Она ощущала близость чего-то большого и тихого — но чего?
— Свобода, свобода. Какая, наконец, свобода? Что значит твоя свобода? — врезался в розовый, дымный туман острый, режущий луч — голос Алонсо. — Ведь это слово не много весит. Ныне все говорят о свободе. Испанцы толкуют: «свобода, свободная империя, раздавим Англию»; мы говорим: свобода; негры кричат: свобода; Северные Штаты кричат: свобода…
Симон перебил его:
— Наша свобода — это прежде всего свобода от испанцев, колониальной власти, взявшей за горло Америку.
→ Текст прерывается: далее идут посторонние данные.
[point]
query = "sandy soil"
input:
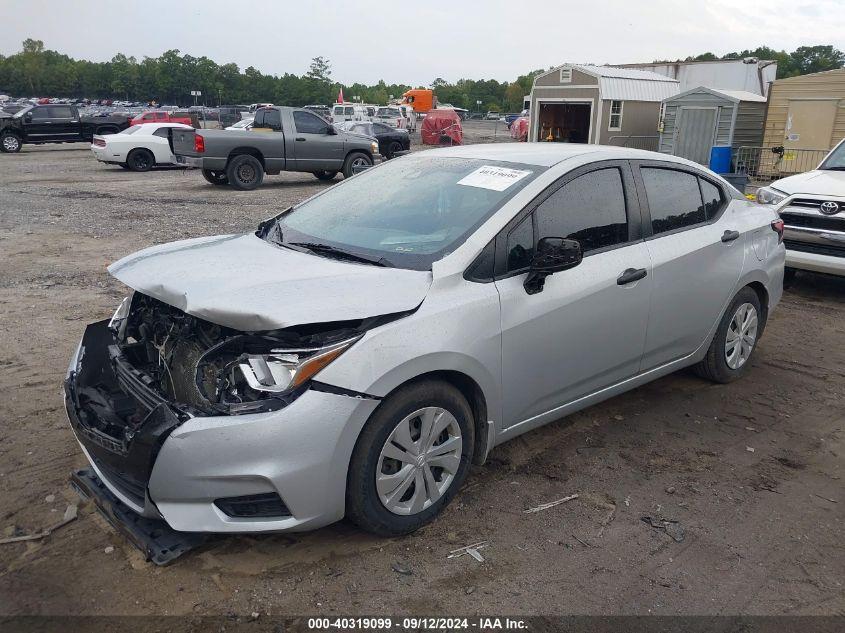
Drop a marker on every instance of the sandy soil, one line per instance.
(751, 471)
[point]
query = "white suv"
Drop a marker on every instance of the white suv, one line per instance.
(812, 206)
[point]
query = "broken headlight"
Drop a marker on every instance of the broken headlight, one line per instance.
(120, 314)
(252, 372)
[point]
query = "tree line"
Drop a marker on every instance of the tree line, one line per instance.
(170, 78)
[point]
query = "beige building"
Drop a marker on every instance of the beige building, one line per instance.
(807, 112)
(598, 104)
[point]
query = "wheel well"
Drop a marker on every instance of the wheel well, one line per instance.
(763, 296)
(477, 403)
(239, 151)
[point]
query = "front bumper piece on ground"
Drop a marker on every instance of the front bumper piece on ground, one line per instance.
(158, 541)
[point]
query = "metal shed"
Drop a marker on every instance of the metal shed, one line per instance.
(696, 120)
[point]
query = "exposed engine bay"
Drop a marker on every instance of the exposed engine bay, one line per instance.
(211, 370)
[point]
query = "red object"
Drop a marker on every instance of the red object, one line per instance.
(161, 116)
(777, 227)
(442, 127)
(519, 129)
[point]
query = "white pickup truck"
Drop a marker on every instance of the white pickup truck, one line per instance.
(812, 207)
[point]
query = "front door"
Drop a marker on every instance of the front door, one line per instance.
(695, 271)
(585, 330)
(314, 147)
(696, 133)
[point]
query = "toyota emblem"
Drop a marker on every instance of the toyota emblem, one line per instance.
(829, 208)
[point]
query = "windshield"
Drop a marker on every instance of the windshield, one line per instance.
(836, 159)
(408, 212)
Потом это — свобода от монархии, введение республиканских институтов правления, основанных на разуме, на активности человека. Потом… да, потом…
— Что же? Что же потом?
— Еще не знаю. Разве мало?
— Общие слова! «Республиканские институты!» В Венесуэле! Ха-ха!
— Это не решается сразу; надо видеть, как пойдет жизнь. Будем знать. Сейчас важно — главное.
— Может, и так.
— Возможно.
— Но сколько у нас людей?
«Святая Мария, моя заступница, не лиши меня своей вечной любви. Даруй и мне силу вечно любить… вечно любить… даруй им покой, утешение…» Вдруг она вспомнила древнюю молитву, слышанную в Испании: «Боже, дай мне силы перенести то, что я не в силах изменить. Боже, дай мне силы изменить то, что я не в силах перенести. Боже, дай мне мудрости, чтобы не спутать первое со вторым».
Она тихо, растроганно улыбнулась своей молитве, которая, растворяя слова, как бы глухо и мягко растаяла где-то в глубинах ее души, слилась со всем тем, что уже не нуждается ни в словах, ни в иных особенных знаках. И, улыбаясь, проговорила:
— Быть может, все же накрыть на стол?
Мужчины — капризные дети — снова умолкли на миг и несколько бестолково стали глядеть друг на друга, — не зная, что отвечать на этот простой вопрос, оборвавший растянутые паутинки их блестких слов.
Один лишь Симон сидел, неподвижно глядя перед собой, и не слышал вопроса.
Он, видно, и сам не понимал, какое облако сошло на него.
* * *
Привязав лошадей к пальме около заметного издали светлого камня и попросив угрюмую негритянку, выглянувшую из-за железной ставни одинокого дома, присмотреть, гуляющие Симон и Хуан Висенте пошли по каменистой дорожке, ведущей в ложбину и после — к Силье. По сторонам и сзади — когда они оглядывались — белел родной и тихий Каракас, прямо перед глазами вставали округлые ярко-зеленые холмы и возвышенности. По одной из таких продутых ветром и плоских возвышенностей они и шли, не торопясь, заложив руки за спину и пиная носками дорожных сапог белеющие кусочки известняков и пестрые россыпи порфирита. Вдали за холмами курилось туманное марево, и весело было сознавать, что войди туда, на ту кругло-зеленую лбину — и вдруг откроется блесткое, и лазурное, и туманно-застылое море, мелькнут внизу крыши Ла-Гуайры — порта, океанских ворот их Каракаса…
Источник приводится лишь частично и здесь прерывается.